Anonymous More than 1 year ago
ANNIE'S GHOST is a true account about a son who who discovers after his mother's death that she had a sister her children never knew about. The son's investigative search tries to found out about Annie and why his mother lied about never having a sister and what affect that lie had on his mother, the family, and friends. This excellent book reads like a novel. The author includes historical information which tries to explain why people acted as they did. It's a satisfying book which leaves the reader thinking about people's choices.
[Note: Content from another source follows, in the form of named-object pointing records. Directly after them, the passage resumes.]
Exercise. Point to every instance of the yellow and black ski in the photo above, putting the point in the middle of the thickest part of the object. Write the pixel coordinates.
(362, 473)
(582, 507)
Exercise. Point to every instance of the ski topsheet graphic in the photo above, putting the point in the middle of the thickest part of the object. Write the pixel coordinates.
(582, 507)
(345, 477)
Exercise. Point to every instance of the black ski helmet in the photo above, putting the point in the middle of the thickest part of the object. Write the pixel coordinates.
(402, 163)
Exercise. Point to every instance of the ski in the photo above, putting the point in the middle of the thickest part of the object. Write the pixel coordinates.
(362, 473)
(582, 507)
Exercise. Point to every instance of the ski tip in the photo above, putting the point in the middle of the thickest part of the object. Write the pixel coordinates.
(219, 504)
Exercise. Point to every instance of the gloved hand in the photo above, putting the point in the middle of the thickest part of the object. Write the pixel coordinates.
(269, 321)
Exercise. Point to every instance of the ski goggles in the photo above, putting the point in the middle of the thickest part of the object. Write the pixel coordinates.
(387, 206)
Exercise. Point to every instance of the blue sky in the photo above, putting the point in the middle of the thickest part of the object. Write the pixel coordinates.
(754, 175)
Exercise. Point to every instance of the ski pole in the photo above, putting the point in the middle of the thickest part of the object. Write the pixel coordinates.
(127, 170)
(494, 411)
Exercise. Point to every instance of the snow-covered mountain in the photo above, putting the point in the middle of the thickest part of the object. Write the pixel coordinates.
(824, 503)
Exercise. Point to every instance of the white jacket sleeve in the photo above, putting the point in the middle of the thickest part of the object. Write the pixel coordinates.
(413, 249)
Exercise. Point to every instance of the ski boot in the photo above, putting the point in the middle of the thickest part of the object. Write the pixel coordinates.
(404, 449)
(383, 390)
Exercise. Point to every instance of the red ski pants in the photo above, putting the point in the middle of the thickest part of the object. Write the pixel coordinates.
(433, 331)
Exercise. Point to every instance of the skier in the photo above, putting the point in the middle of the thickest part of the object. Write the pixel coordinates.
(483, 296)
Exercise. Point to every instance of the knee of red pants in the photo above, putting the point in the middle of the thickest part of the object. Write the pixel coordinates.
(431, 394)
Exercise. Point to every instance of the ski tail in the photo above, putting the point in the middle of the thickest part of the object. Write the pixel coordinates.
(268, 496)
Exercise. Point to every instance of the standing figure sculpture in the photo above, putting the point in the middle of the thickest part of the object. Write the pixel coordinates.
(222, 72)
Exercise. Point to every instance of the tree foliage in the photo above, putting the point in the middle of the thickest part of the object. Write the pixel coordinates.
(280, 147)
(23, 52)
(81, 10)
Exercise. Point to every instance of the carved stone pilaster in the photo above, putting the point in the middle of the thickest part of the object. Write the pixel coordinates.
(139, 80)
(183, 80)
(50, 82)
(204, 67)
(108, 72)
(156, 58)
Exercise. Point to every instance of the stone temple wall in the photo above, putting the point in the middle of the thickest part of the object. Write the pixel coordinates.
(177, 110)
angramel More than 1 year ago
The family mystery is very intriguing. The author throws in a lot of other facts and little tidbits of information which don't necessarily have anything to do with the story of Annie, and could easily have been left out. He made some of these add-ons quite lenghty, which made the book boring at times. Overall, I enjoyed the story of Annie immensely, and you really start to feel for this person. Would recommend.
SallyS More than 1 year ago
Mr. Luxenberg has thoroughly researched every facet of his family's history in his quest to learn more about his deceased mother and the secret she took to her grave. Simultaneously, this book reads like a novel, a revealing history of mental illness treatment in the U.S., a memoir of WWII-era European-Americans, and a compassionate look at the interior lives of this professional writer's ancestors. I was totally absorbed from start to finish, drawn in by Mr. Luxenberg's detailed fact-finding and his unwillingness to give up his search for the truth. I am fortunate to have found an advance copy three months prior to its publication.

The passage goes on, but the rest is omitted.